Tom took aim, trying to think about the spectacular nature of his crime and its social value. But he saw the inspector on the ground, eyes glaring open, limbs stiff, mouth twisted, no air going in or out the nostrils, no beat to the heart.
He tried to force his finger to close on the trigger. His mind could talk all it wished about the desirability of crime; his hand knew better.
"I can't!" Tom shouted.
He threw down the gun and sprinted into the underbrush.
The inspector wanted to send a search party out for Tom and hang him on the spot. Mr. Grent didn't agree. New Delaware was all forest. Ten thousand men couldn't have caught a fugitive in the forest, if he didn't want to be caught.
The mayor and several villagers came out, to find out about the commotion. The soldiers formed a hollow square around the inspector and Mr. Grent. They stood with weapons ready, their faces set and serious.
And the mayor explained everything. The village's uncivilized lack of crime. The job that Tom had been given. How ashamed they were that he had been unable to handle it.
"Why did you give the assignment to that particular man?" Mr. Grent asked.
"Well," the mayor said, "I figured if anyone could kill, Tom could. He's a fisher, you know. Pretty gory work."
"Then the rest of you would be equally unable to kill?"
"We wouldn't even get as far as Tom did," the mayor admitted sadly.
Mr. Grent and the inspector looked at each other, then at the soldiers. The soldiers were staring at the villagers with wonder and respect.
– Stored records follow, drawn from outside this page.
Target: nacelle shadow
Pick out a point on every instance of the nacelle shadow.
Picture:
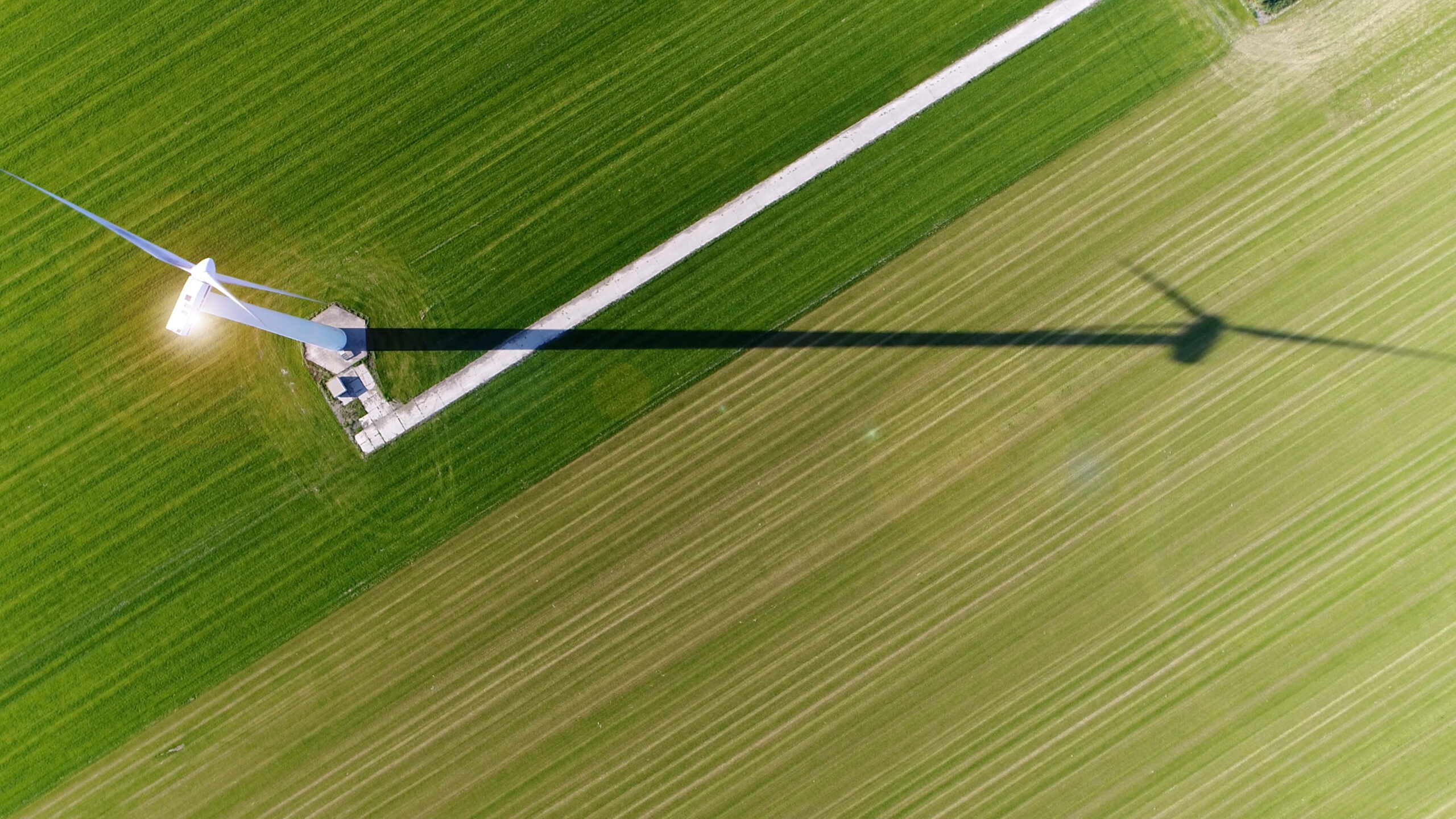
(1189, 343)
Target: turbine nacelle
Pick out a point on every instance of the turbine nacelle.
(190, 304)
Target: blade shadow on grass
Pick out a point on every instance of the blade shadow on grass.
(1189, 341)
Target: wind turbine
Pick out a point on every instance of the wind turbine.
(203, 286)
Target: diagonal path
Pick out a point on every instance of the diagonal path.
(719, 222)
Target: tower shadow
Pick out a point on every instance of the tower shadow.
(1189, 343)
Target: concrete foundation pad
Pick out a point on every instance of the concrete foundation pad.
(354, 327)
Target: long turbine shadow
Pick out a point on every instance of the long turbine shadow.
(1189, 343)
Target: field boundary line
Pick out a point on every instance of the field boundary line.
(719, 222)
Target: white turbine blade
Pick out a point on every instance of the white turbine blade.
(210, 276)
(279, 324)
(245, 283)
(159, 253)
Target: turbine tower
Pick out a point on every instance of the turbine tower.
(203, 286)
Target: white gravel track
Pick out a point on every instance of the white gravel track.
(717, 224)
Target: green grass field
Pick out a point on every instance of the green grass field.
(180, 509)
(967, 582)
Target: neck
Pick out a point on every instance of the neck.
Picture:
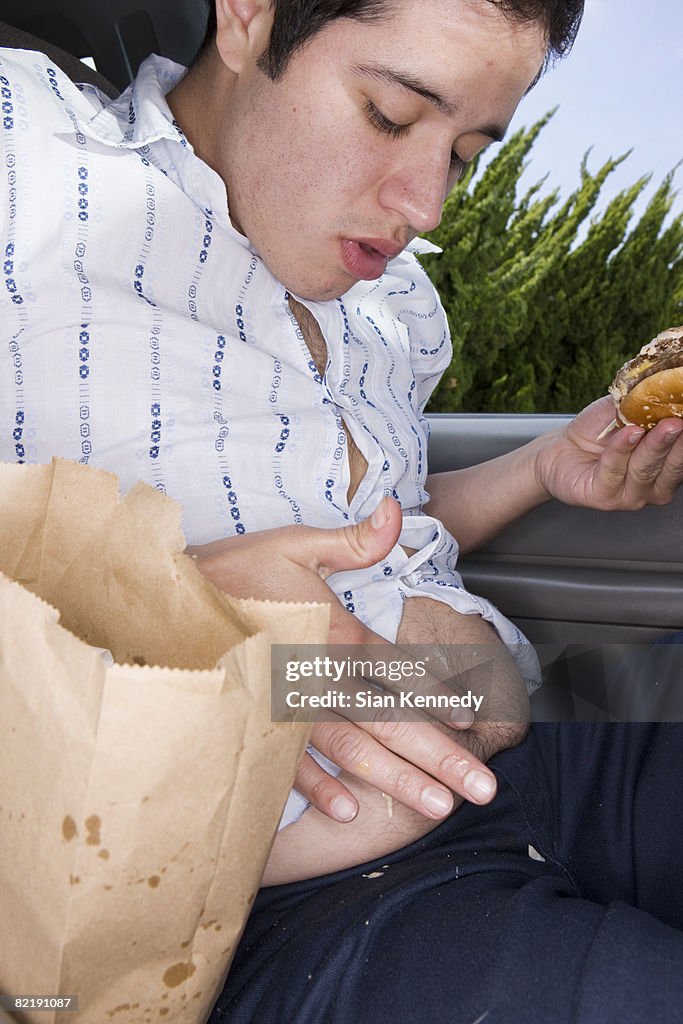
(198, 103)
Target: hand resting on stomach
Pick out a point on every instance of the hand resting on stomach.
(468, 648)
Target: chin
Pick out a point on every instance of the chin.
(321, 291)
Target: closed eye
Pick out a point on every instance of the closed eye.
(394, 130)
(384, 124)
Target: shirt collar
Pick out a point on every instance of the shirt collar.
(140, 116)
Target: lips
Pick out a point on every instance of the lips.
(367, 258)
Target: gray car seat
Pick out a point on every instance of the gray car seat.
(117, 34)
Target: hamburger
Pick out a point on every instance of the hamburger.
(649, 387)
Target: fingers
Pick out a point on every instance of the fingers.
(325, 792)
(641, 467)
(358, 545)
(413, 762)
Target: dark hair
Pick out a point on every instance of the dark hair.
(296, 22)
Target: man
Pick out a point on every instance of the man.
(333, 157)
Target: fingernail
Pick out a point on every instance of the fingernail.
(436, 801)
(462, 716)
(343, 809)
(479, 785)
(381, 514)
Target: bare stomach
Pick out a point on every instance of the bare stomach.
(315, 844)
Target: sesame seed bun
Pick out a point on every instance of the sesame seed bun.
(649, 387)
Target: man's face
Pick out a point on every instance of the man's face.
(334, 168)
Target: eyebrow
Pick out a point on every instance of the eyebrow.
(408, 81)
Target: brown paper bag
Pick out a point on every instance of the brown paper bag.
(137, 801)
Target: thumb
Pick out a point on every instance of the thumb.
(357, 546)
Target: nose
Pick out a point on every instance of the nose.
(417, 193)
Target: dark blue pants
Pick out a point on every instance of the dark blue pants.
(469, 925)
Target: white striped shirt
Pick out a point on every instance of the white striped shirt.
(142, 334)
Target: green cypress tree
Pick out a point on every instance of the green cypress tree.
(542, 317)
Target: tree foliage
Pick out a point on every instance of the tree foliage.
(546, 301)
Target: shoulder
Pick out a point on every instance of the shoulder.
(34, 86)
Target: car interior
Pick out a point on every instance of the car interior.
(573, 580)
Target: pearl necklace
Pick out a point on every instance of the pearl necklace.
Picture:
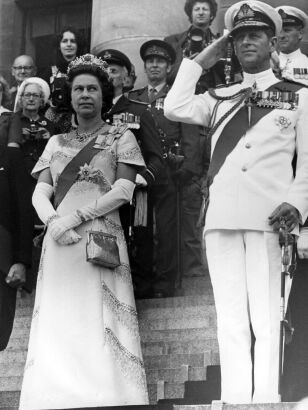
(83, 136)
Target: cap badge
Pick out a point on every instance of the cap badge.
(107, 55)
(88, 60)
(282, 13)
(245, 12)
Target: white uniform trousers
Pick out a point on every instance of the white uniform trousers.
(245, 270)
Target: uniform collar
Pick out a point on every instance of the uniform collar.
(2, 109)
(292, 55)
(263, 80)
(116, 99)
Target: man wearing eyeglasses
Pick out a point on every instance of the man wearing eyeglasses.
(23, 67)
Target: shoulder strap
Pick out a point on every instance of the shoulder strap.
(234, 130)
(69, 174)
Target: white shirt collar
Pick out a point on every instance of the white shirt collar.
(2, 109)
(116, 99)
(158, 87)
(263, 79)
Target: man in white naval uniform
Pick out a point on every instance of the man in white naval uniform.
(252, 188)
(293, 63)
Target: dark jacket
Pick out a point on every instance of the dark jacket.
(5, 119)
(146, 135)
(32, 136)
(16, 214)
(186, 134)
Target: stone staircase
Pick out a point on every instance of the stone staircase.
(178, 341)
(178, 338)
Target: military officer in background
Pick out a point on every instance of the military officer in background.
(293, 63)
(201, 14)
(256, 126)
(181, 150)
(140, 121)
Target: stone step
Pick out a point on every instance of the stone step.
(178, 323)
(11, 383)
(199, 344)
(177, 301)
(10, 369)
(177, 360)
(256, 406)
(162, 390)
(179, 375)
(10, 357)
(9, 399)
(196, 285)
(188, 312)
(185, 335)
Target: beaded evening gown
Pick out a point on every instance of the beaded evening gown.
(84, 348)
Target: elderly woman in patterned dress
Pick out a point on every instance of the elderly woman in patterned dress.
(84, 348)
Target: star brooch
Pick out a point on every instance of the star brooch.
(282, 122)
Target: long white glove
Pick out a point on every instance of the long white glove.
(46, 212)
(41, 201)
(121, 192)
(302, 244)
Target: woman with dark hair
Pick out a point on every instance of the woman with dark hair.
(69, 46)
(5, 114)
(84, 348)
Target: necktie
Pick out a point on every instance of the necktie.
(152, 94)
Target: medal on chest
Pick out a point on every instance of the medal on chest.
(132, 121)
(300, 73)
(281, 100)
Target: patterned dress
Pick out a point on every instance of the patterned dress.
(84, 348)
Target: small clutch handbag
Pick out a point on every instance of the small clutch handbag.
(102, 249)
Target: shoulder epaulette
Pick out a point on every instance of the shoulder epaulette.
(138, 101)
(137, 91)
(229, 85)
(119, 129)
(295, 83)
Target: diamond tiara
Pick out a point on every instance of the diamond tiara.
(87, 59)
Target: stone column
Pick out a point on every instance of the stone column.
(10, 35)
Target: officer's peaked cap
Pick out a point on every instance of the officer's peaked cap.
(112, 56)
(292, 16)
(157, 48)
(252, 14)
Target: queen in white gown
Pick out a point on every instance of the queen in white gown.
(84, 348)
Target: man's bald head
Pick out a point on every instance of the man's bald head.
(23, 67)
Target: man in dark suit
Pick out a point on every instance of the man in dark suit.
(23, 67)
(180, 144)
(16, 226)
(201, 14)
(140, 121)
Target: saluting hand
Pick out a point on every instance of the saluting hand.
(16, 276)
(302, 244)
(211, 54)
(288, 212)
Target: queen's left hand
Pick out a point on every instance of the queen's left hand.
(58, 226)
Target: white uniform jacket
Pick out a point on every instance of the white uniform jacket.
(257, 175)
(291, 63)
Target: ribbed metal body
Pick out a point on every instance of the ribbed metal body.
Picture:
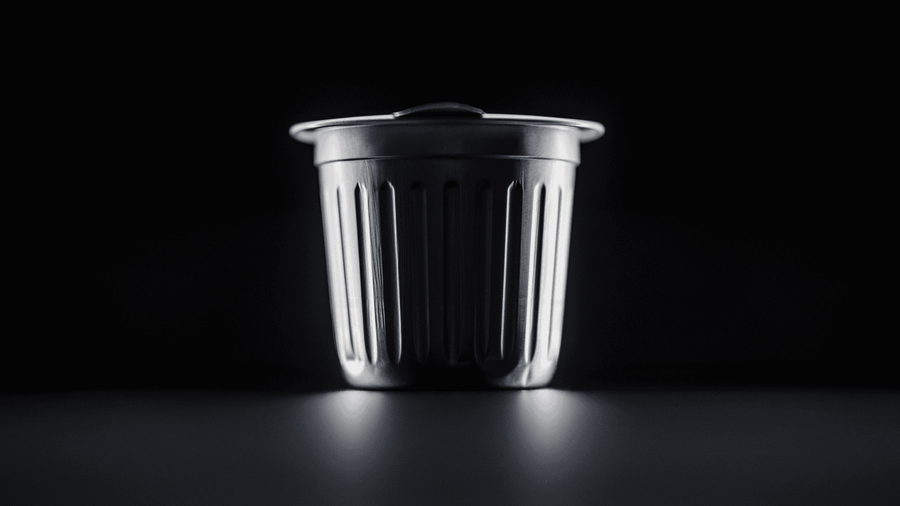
(447, 263)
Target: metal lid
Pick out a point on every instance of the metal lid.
(446, 129)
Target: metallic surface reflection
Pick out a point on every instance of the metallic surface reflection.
(474, 447)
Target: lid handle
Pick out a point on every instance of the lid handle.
(440, 109)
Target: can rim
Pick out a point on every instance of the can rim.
(587, 130)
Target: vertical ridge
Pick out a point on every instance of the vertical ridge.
(552, 300)
(482, 311)
(452, 271)
(350, 349)
(420, 299)
(537, 248)
(512, 245)
(365, 273)
(391, 271)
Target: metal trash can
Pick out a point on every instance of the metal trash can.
(447, 239)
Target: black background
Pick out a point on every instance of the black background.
(726, 228)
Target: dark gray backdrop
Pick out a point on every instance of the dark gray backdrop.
(724, 228)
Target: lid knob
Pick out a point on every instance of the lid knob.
(440, 109)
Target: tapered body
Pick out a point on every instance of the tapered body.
(459, 263)
(447, 241)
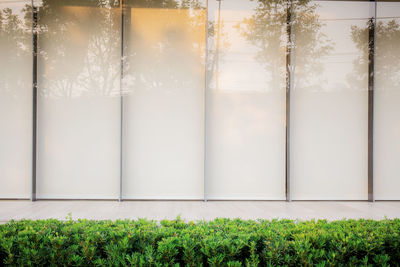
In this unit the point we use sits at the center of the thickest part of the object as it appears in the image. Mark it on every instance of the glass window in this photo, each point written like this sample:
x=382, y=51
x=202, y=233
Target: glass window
x=246, y=100
x=15, y=99
x=387, y=101
x=163, y=101
x=330, y=101
x=79, y=105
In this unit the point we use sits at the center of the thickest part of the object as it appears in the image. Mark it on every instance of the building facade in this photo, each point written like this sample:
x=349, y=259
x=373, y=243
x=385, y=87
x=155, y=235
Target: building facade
x=197, y=99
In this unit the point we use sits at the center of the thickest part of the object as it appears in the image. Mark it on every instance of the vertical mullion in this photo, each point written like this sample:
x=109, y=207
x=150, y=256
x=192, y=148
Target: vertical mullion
x=34, y=101
x=121, y=99
x=371, y=88
x=205, y=105
x=289, y=48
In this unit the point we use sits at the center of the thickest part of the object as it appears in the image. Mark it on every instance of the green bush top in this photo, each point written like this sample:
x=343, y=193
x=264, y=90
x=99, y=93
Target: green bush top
x=222, y=242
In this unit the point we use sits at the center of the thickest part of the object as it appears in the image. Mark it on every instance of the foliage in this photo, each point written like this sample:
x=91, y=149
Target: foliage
x=222, y=242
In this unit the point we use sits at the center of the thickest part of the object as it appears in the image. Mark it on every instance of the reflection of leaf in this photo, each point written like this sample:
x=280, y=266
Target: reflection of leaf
x=14, y=51
x=387, y=49
x=267, y=29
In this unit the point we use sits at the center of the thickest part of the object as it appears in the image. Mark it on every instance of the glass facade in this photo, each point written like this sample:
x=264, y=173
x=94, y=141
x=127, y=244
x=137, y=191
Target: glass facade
x=197, y=99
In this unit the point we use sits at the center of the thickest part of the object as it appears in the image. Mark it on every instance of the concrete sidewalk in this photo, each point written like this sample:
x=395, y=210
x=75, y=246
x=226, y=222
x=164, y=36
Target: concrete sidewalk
x=197, y=210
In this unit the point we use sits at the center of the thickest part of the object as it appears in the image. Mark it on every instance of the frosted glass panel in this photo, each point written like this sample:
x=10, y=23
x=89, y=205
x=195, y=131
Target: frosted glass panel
x=246, y=100
x=79, y=103
x=330, y=102
x=387, y=102
x=163, y=115
x=15, y=99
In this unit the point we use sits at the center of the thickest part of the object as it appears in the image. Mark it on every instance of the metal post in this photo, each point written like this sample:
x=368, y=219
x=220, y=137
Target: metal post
x=121, y=99
x=371, y=88
x=34, y=100
x=205, y=105
x=289, y=51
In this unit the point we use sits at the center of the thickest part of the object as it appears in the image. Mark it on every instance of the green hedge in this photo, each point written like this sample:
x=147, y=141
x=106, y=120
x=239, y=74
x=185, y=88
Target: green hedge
x=221, y=242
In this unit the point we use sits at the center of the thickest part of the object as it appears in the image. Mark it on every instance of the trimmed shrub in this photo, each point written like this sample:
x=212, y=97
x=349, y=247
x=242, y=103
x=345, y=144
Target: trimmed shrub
x=222, y=242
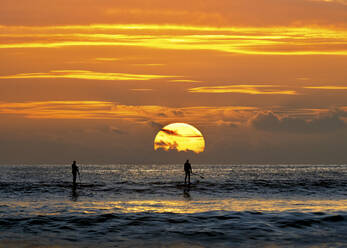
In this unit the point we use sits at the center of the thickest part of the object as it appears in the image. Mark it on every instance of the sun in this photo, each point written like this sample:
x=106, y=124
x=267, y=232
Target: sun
x=180, y=137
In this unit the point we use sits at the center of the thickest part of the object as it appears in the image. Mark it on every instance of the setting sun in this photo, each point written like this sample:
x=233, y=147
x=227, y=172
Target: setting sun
x=180, y=137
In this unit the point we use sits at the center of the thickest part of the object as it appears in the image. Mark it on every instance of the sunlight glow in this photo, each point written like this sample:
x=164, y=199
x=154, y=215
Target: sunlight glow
x=243, y=89
x=240, y=40
x=180, y=137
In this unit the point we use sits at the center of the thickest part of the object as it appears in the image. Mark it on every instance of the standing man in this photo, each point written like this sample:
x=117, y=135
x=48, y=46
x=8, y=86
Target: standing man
x=187, y=170
x=74, y=173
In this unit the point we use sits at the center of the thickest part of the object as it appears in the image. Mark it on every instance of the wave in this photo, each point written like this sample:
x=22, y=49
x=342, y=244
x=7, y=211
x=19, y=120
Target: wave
x=215, y=227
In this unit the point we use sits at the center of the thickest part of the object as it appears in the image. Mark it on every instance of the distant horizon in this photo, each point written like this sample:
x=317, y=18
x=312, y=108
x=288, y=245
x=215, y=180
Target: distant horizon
x=101, y=81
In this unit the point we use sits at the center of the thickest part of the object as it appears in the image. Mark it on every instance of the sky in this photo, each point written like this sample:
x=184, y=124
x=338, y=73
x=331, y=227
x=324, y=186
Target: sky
x=96, y=80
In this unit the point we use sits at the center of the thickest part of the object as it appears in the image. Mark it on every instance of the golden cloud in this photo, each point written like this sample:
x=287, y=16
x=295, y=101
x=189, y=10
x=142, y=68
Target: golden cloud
x=243, y=89
x=239, y=40
x=83, y=74
x=109, y=110
x=326, y=87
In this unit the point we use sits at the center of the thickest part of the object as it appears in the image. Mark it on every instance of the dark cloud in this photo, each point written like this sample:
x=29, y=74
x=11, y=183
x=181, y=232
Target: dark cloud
x=155, y=125
x=117, y=130
x=178, y=113
x=166, y=145
x=269, y=121
x=170, y=132
x=162, y=114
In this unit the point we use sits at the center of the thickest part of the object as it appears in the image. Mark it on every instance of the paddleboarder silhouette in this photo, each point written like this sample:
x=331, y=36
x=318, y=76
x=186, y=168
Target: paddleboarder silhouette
x=75, y=170
x=187, y=170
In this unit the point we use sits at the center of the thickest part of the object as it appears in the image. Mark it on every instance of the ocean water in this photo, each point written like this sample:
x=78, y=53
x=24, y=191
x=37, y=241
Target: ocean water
x=148, y=206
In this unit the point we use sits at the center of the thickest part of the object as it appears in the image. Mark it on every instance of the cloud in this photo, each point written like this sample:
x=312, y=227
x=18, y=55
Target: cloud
x=170, y=132
x=239, y=40
x=155, y=125
x=328, y=87
x=166, y=145
x=342, y=2
x=243, y=89
x=269, y=121
x=117, y=130
x=83, y=74
x=142, y=114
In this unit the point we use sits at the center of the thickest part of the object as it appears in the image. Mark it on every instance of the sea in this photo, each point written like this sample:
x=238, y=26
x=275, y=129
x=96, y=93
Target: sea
x=132, y=205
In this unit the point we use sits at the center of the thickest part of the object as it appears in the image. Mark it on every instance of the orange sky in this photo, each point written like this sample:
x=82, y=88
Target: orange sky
x=94, y=81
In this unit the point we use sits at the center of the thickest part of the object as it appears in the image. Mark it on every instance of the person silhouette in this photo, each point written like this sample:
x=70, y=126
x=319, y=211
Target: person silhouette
x=74, y=173
x=187, y=170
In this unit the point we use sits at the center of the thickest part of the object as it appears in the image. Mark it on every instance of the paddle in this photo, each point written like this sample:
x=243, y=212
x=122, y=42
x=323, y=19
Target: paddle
x=198, y=175
x=79, y=176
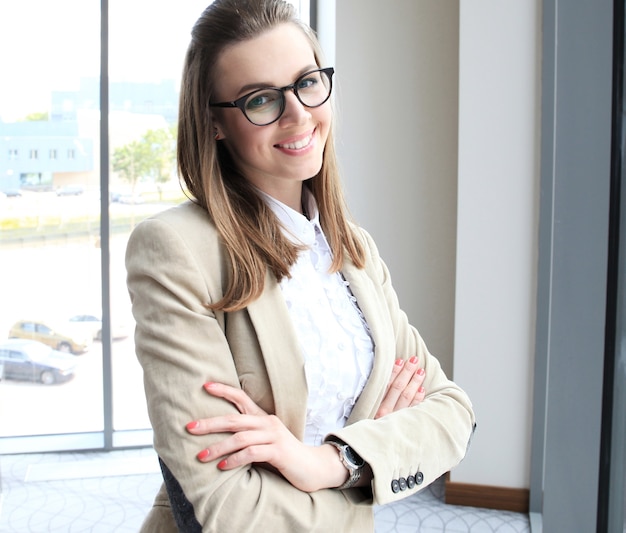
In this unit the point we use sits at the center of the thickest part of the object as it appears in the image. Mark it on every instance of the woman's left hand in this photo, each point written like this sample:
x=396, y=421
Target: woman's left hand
x=256, y=437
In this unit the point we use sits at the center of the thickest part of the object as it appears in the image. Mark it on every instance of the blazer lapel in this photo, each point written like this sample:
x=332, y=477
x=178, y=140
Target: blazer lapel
x=282, y=355
x=380, y=326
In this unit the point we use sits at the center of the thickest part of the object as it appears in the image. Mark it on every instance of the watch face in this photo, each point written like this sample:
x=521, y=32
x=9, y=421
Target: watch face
x=354, y=457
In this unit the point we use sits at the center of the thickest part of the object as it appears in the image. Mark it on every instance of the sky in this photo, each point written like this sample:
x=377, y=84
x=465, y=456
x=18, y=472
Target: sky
x=48, y=45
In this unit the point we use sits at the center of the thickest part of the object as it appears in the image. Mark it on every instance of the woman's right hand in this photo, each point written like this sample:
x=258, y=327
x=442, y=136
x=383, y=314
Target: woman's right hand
x=405, y=387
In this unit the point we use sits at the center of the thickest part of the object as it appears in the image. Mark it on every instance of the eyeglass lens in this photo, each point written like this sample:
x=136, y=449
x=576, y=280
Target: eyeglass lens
x=266, y=105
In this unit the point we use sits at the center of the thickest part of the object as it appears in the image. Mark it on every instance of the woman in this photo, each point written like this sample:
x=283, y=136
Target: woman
x=313, y=407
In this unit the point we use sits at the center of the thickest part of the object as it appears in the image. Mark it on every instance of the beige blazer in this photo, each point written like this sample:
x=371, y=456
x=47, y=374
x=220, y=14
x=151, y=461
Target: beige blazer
x=175, y=265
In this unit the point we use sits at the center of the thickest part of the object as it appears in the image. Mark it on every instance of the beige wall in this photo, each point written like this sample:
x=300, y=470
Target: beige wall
x=438, y=140
x=397, y=79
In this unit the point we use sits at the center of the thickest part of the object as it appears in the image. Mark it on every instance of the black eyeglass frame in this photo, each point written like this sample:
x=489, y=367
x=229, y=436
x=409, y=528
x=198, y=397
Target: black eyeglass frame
x=241, y=102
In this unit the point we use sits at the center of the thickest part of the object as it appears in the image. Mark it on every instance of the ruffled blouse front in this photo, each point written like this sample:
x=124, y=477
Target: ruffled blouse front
x=334, y=337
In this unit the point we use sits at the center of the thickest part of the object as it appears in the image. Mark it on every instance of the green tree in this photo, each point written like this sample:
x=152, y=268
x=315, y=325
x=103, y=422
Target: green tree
x=150, y=157
x=37, y=117
x=130, y=162
x=160, y=150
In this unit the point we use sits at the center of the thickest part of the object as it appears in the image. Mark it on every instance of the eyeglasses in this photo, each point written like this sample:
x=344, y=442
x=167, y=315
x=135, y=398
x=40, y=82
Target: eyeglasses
x=265, y=106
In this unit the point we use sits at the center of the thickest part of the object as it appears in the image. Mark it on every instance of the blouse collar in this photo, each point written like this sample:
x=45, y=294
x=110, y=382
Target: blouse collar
x=296, y=226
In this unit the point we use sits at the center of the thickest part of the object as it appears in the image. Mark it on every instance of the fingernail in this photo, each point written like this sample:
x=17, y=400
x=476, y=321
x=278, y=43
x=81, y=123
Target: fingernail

They started to whisper among themselves.
"Attention!" the inspector bellowed. He turned to Grent and said in a low voice, "We'd better get away from here. Men in our armies who can't kill…"
"The morale," Mr. Grent said. He shuddered. "The possibility of infection. One man in a key position endangering a ship — perhaps a fleet — because he can't fire a weapon. It isn't worth the risk."
They ordered the soldiers back to the ship. The soldiers seemed to march more slowly than usual, and they looked back at the village. They whispered together, even though the inspector was bellowing orders.
The small ship took off in a flurry of jets. Soon it was swallowed in the large ship. And then the large ship was gone.
The edge of the enormous watery red sun was just above the horizon.
"You can come out now," the mayor called. Tom emerged from the underbrush, where he had been hiding, watching everything.
"I bungled it," he said miserably.
"Don't feel bad about it," Billy Painter told him. "It was an impossible job."
"I'm afraid it was," the mayor said, as they walked back to the village. "I thought that just possibly you could swing it. But you can't be blamed. There's not another man in the village who could have done the job even as well."
"What'll we do with these buildings?" Billy Painter asked, motioning at the jail, the post office, the church, and the little red schoolhouse.